Das zeigt auch der finnische Winterkrieg, den der Kreml am 30. November 1939 mit einem Großangriff begann. Fünf sowjetische Armeen sollten die „Mannerheim-Linie“ durchbrechen und auf Helsinki vorstoßen. Insgesamt wurden 1,2 Mio. Soldaten, 1.500 Panzer und 3.000 Flugzeuge gegen dreihunderttausend Finnen aufgeboten. Trotz dieser Überlegenheit kam es zu einem Fiasko. Der von General Merezkow und seiner 7. Armee vorgetragene Hauptstoß scheiterte bei unerhörten Verlusten. Allein im Dezember 1939 waren 69.986 sowjetische Soldaten und Kommandeure gefallen. Das entspricht einer Tagesquote von 2.187. An der sowjetischen Grundtaktik änderte dies freilich nichts. Auf das Versagen seines Vorgängers kannte der im Januar 1940 eingesetzte Oberbefehlshaber Timoschenko nur eine Antwort – den Frontalangriff. Mit verheerenden Folgen:
Winterkrieg und Katyn
In 105 Tagen hatte die Rote Armee 333.084 Mann verloren. Und wenigstens 222.912 Tote zu beklagen. Damit waren seit Kriegsbeginn 3.054 Kämpfer pro Tag gefallen. Auf dieser Folie erschienen die finnischen Verluste geradezu marginal. Sie umfassten 26.000 Tote und 43.000 Verwundete. Entsprechend eindeutig war das Verlustverhältnis. Es betrug 7:1 zuungunsten der Sowjets. Die triumphale Bemäntelung des Feldzugs durch die staatliche Propaganda sollte diese Bilanz verwischen. In einer flammenden Rede vor dem Obersten Sowjet vom 29. März 1940 lobte Molotow die herausragenden Leistungen der Roten Armee. Von dieser Illusion ist heute nichts mehr übrig. Dazu hat auch der russische Historiker Boris Sokolow beigetragen. Das Desaster des sowjetischen Winterkriegs hat er schonungslos aufgearbeitet. Für Sokolow ist der Feldzug nicht bloß ein Fehlschlag. Sondern „ein Verbrechen, das hunderttausende Rotarmisten das Leben gekostet hat“. Dass sich die kriminelle Energie des Kremls schon damals auch gegen die Besiegten richtete, hatte sich indes einen Monat zuvor erwiesen. Anfang März 1940 hatte das sowjetische „Volkskommissariat für innere Angelegenheiten“ (NKWD) auf seinen Befehl hin 25.000 polnische Armeeangehörige und Intellektuelle ermordet. Das Massaker von Katyn ist zum Symbol dieses Verbrechens geworden.

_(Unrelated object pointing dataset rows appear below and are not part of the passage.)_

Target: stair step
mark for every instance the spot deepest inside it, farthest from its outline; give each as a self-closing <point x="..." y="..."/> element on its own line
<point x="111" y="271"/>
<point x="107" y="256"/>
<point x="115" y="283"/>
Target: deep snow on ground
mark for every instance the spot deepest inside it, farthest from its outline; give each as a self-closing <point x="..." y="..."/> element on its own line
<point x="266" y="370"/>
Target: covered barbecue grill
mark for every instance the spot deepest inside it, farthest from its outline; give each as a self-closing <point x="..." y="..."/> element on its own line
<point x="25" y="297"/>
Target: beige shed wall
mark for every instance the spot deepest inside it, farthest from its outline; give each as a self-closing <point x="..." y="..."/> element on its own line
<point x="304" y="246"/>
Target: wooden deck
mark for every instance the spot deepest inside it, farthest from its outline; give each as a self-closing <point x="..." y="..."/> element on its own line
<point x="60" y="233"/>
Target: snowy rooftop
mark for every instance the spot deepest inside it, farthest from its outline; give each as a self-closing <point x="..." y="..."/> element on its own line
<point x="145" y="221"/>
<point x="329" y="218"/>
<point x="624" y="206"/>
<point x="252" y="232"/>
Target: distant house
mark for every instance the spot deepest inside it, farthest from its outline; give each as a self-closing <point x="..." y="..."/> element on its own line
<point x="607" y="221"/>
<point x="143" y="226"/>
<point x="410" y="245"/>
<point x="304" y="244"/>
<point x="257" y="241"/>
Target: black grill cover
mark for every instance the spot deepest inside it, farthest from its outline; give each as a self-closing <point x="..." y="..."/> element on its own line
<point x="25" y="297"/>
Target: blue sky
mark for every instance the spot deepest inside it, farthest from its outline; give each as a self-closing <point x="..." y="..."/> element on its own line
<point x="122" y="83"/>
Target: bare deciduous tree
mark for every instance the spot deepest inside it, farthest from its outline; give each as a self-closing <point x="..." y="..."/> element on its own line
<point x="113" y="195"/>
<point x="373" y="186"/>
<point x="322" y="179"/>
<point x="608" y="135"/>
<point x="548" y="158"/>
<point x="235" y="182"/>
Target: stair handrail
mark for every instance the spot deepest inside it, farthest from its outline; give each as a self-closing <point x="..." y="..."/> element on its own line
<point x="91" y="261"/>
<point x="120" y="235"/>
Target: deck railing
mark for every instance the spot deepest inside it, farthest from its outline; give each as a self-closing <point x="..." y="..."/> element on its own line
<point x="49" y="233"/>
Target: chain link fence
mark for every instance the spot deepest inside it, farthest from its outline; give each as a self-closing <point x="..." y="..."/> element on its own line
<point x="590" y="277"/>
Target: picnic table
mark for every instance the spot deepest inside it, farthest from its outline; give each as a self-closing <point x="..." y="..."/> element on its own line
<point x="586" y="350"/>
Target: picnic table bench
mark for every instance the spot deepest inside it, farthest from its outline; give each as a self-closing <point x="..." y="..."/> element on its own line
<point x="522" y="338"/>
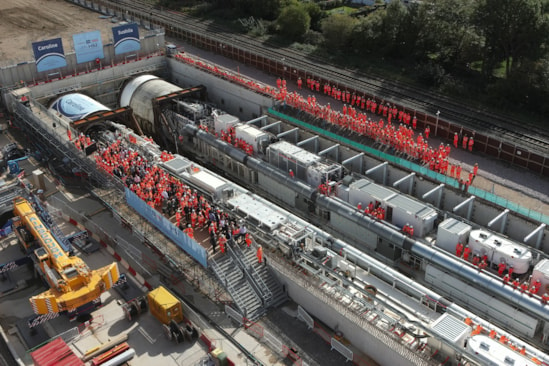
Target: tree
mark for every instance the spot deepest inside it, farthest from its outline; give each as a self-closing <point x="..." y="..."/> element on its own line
<point x="315" y="13"/>
<point x="293" y="21"/>
<point x="338" y="30"/>
<point x="263" y="9"/>
<point x="447" y="34"/>
<point x="514" y="30"/>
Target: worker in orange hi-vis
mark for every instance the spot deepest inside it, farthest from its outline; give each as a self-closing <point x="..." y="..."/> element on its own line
<point x="501" y="268"/>
<point x="459" y="249"/>
<point x="458" y="171"/>
<point x="189" y="231"/>
<point x="222" y="241"/>
<point x="466" y="253"/>
<point x="260" y="254"/>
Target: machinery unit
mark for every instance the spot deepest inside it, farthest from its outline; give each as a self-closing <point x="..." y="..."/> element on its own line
<point x="286" y="156"/>
<point x="500" y="250"/>
<point x="253" y="136"/>
<point x="450" y="232"/>
<point x="493" y="353"/>
<point x="73" y="286"/>
<point x="222" y="122"/>
<point x="169" y="311"/>
<point x="400" y="209"/>
<point x="76" y="106"/>
<point x="139" y="94"/>
<point x="164" y="306"/>
<point x="541" y="274"/>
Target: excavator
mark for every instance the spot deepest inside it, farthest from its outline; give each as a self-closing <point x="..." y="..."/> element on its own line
<point x="73" y="286"/>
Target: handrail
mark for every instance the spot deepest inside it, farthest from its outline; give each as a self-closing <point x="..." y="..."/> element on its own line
<point x="223" y="278"/>
<point x="254" y="277"/>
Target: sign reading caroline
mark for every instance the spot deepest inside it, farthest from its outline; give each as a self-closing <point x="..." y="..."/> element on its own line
<point x="88" y="46"/>
<point x="49" y="54"/>
<point x="126" y="38"/>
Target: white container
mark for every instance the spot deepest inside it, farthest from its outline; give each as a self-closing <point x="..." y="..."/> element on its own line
<point x="499" y="249"/>
<point x="450" y="232"/>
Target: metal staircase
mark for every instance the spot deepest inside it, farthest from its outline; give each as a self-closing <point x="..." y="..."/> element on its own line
<point x="251" y="285"/>
<point x="269" y="289"/>
<point x="236" y="283"/>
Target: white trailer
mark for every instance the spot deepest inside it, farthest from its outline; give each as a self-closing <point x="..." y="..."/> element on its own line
<point x="499" y="249"/>
<point x="451" y="232"/>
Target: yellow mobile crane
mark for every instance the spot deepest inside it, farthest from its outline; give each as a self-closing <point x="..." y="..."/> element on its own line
<point x="72" y="283"/>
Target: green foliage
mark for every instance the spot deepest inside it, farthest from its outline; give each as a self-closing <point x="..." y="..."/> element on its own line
<point x="498" y="48"/>
<point x="293" y="22"/>
<point x="315" y="13"/>
<point x="514" y="31"/>
<point x="338" y="31"/>
<point x="263" y="9"/>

Das verheerende Ausmaß der Doktrin, die eigenen Soldaten als Kanonenfutter zu verheizen, trat am deutlichsten im Kampf gegen die Wehrmacht zutage. Sokolow nimmt kein Blatt vor den Mund, wenn es darum geht, das tatsächliche Ausmaß dieses Ringens zu beleuchten. So hat er ermittelt, dass der deutsch-sowjetische Krieg zwischen 1941 und 1945 insgesamt 22 Mio. Rotarmisten und Militärangehörige das Leben kostete – eine geradezu ungeheuerliche These für einen russischen Historiker. Die Deutschen hingegen hätten nur 2,9 Mio. Mann verloren. Das daraus resultierende Verlustverhältnis von 11:1 ist zweifelsohne beispiellos. Bedeutsamer jedoch ist, dass die Sowjets mit dieser Strategie letztlich Erfolg hatten. Dies wiederum hat dazu geführt, dass die eigenen Verluste vom Licht des Triumphs überstrahlt wurden. Eine kritische Analyse oder gar Aufarbeitung der ursächlichen Militärdoktrin erfolgte nicht.

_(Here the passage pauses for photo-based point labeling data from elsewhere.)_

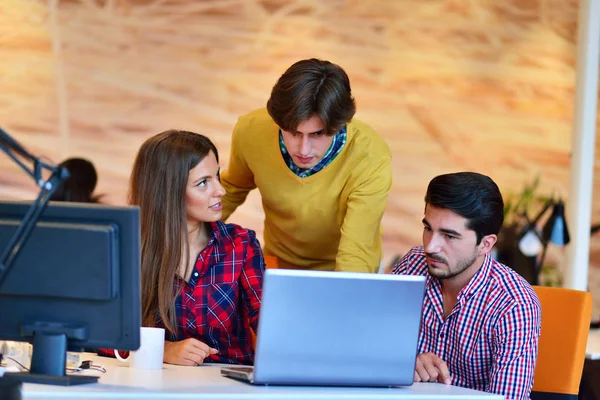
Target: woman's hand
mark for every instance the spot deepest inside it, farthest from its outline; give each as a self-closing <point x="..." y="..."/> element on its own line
<point x="187" y="352"/>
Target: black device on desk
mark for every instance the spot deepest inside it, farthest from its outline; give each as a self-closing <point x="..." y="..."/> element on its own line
<point x="75" y="283"/>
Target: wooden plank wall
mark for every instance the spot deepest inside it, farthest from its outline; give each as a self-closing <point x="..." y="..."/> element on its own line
<point x="452" y="85"/>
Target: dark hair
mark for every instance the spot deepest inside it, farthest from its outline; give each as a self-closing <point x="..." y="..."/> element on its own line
<point x="158" y="185"/>
<point x="80" y="184"/>
<point x="473" y="196"/>
<point x="312" y="87"/>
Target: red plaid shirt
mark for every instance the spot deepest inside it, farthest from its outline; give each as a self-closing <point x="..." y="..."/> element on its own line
<point x="220" y="303"/>
<point x="490" y="338"/>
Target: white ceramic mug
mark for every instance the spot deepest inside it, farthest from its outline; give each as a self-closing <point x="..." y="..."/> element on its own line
<point x="151" y="351"/>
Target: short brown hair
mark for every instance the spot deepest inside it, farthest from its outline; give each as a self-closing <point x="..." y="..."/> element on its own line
<point x="312" y="87"/>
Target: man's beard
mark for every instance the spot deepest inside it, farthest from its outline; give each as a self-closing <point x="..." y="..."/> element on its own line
<point x="451" y="272"/>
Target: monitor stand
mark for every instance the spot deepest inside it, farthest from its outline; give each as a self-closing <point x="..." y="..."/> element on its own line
<point x="48" y="363"/>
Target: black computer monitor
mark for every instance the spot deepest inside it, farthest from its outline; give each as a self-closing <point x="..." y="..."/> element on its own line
<point x="75" y="284"/>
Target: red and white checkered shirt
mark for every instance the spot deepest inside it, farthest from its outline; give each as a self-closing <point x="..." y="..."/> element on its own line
<point x="490" y="339"/>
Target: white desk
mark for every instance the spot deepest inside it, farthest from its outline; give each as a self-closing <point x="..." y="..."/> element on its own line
<point x="206" y="382"/>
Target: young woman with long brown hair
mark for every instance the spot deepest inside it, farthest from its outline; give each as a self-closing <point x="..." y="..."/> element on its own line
<point x="201" y="278"/>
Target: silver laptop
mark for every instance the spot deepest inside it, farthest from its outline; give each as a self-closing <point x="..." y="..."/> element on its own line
<point x="336" y="329"/>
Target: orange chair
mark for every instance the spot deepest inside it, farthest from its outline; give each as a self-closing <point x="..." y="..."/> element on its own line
<point x="566" y="316"/>
<point x="271" y="262"/>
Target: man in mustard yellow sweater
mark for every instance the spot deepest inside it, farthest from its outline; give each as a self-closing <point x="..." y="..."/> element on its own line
<point x="324" y="177"/>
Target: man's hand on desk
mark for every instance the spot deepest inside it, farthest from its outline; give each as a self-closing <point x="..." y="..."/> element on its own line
<point x="190" y="352"/>
<point x="431" y="368"/>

Eigentlich ein leichter Gegner
Dass Moskau seine Streitkräfte auch heute nicht schont, hat der bisherige Kriegsverlauf in der Ukraine offengelegt. Seit Kriegsbeginn dürften bereits weit mehr als 20.000 Soldaten gefallen sein. Mitte Juni 2022 bezifferte der ukrainische Generalstab die russischen Verluste auf 31.000. Täglich werden in den sozialen Medien neue Todesmeldungen veröffentlicht. Die hier dokumentierten Verluste reichen natürlich nicht an das Ausmaß des Zweiten Weltkrieges heran. Andererseits steht das russische Militär aber auch nicht der Wehrmacht gegenüber. Stattdessen bekämpft es einen materiell und auf dem Schlachtfeld vielfach zahlenmäßig unterlegenen Gegner, der ihm jedoch erfolgreich seine Guerillataktik aufzwingt.

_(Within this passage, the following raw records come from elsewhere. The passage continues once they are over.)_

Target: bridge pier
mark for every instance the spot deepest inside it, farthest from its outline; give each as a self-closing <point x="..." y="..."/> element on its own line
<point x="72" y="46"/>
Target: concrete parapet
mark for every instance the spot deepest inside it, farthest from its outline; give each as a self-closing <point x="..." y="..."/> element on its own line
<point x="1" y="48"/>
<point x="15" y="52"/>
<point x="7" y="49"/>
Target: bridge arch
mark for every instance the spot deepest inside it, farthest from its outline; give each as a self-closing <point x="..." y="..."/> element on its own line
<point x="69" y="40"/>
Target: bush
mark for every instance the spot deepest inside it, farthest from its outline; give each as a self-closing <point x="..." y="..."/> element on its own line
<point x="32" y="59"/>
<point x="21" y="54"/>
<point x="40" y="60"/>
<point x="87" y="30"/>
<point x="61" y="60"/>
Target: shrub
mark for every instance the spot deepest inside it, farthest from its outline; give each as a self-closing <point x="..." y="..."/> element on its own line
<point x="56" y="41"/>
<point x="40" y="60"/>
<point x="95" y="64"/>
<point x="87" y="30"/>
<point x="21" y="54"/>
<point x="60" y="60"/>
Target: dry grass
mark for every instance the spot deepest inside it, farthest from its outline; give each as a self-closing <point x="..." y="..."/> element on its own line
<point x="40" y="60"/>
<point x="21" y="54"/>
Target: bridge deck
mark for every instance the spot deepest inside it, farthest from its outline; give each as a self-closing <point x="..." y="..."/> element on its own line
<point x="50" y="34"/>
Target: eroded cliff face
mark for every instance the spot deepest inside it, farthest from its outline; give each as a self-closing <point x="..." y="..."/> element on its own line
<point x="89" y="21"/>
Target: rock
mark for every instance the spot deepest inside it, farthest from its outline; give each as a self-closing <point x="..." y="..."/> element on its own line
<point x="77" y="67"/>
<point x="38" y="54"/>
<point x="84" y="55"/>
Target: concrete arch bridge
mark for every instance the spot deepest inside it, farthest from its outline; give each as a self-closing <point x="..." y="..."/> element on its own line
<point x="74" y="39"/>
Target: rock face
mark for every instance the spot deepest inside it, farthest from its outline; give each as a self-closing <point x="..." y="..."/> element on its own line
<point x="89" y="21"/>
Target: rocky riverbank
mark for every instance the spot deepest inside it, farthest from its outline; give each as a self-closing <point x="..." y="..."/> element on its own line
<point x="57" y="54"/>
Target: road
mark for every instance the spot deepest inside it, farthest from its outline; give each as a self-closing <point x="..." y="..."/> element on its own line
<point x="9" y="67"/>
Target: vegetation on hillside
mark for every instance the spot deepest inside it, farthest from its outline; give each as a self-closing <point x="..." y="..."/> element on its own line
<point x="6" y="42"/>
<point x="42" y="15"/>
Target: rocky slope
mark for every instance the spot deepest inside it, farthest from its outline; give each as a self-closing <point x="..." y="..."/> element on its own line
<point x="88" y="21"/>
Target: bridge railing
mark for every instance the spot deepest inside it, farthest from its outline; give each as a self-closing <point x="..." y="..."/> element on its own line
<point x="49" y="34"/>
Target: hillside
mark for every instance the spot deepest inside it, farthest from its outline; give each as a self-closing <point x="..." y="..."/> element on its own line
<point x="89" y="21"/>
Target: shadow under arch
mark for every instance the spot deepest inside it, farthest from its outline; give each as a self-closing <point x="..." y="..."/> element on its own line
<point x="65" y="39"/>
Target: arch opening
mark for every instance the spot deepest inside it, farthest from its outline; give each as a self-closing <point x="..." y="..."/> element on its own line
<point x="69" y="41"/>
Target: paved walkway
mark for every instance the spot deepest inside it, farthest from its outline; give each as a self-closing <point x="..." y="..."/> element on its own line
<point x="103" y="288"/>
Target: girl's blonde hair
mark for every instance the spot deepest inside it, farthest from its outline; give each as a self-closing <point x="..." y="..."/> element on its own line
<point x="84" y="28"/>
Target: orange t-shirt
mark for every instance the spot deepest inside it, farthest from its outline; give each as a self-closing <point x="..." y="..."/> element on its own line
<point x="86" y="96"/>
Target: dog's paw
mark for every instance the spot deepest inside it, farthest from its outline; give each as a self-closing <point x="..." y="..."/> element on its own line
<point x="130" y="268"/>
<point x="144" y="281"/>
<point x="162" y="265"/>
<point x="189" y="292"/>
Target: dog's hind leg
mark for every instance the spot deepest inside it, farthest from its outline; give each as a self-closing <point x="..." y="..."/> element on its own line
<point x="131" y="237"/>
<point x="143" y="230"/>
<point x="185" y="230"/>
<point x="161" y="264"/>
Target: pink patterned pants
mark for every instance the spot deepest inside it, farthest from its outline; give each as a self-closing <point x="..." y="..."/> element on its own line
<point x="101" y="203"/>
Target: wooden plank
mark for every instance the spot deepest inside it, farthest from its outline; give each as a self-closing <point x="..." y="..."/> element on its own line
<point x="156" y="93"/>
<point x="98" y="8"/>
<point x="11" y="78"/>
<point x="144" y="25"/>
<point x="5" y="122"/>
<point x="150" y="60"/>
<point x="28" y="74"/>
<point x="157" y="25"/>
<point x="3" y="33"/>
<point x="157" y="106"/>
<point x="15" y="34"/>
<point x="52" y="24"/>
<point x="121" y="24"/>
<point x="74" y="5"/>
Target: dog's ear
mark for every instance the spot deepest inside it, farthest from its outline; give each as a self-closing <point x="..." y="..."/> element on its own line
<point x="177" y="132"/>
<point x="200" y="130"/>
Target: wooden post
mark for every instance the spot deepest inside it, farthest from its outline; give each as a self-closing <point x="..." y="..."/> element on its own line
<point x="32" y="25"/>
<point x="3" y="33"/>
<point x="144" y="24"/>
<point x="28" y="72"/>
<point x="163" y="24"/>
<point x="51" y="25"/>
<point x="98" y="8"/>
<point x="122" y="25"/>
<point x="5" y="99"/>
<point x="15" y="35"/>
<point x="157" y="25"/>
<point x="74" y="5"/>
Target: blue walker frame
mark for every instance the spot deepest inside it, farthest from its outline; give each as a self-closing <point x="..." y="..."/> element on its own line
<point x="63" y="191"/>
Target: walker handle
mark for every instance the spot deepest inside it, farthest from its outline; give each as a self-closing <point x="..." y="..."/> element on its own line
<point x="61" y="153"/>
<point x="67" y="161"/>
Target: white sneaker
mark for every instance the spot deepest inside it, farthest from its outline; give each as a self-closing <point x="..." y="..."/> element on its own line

In Sewerodonezk und Lyssytschansk etwa haben die Ukrainer Moskaus Truppen in einen verlustreichen Häuserkampf verwickelt. Und dabei fanatisch um jede Straße gekämpft. Die russische Infanterie hat Probleme, sich darauf einzustellen und konnte die Gegenwehr vielfach nur mit massiver Artillerieunterstützung brechen. Das ist kein Novum. Schon in Afghanistan hatte sich die russische Übermacht als verwundbar erwiesen. Zwischen dem 25. Dezember 1979 und dem 15. Februar 1989 waren 120.000 sowjetische Soldaten am Hindukusch stationiert. Bei Kriegsende hatten sie Verluste in Höhe von 50.000 Mann erlitten. Das entsprach 41,6 Prozent ihres Personalbestands. Als die Luftüberlegenheit wegen der von den USA gelieferten Boden-Luft-Raketen des Typs Stinger verloren war, traute sich die Sowjetarmee kaum noch ins Gebirge und seine engen Schluchten.
Afghanistan und Tschetschenien
Für eine Supermacht, die überwiegend Patrouillen fuhr, war das eine verheerende Bilanz. Auch sie basierte auf der Gleichgültigkeit des russischen Generalstabs. Und auf seiner Unfähigkeit, sich der taktischen Disposition eines leichtfüßigen Gegners anzupassen. Noch bedeutsamer war das Folgende: Angesichts der 13.000 Gefallenen geriet der Kreml zunehmend unter Druck. So nimmt nicht wunder, dass die Akzeptanz des Feldzugs zuletzt einen Tiefpunkt erreicht hatte. Als die Sowjetarmee im Februar 1989 gedemütigt das Land verließ, brach die UdSSR keine drei Jahre später zusammen. Aus der Sicht Moskaus lässt sich daraus eine alarmierende Erkenntnis ableiten: Ein Krieg, der nicht die Unterstützung der Massen genießt, sondern kontinuierlich Tote produziert, kann selbst autoritäre Systeme kollabieren lassen. Eine Umfrage von 1991 ergab, dass 88 Prozent der Teilnehmer die Invasion ablehnten. 69 Prozent hielten sie sogar für ein Verbrechen.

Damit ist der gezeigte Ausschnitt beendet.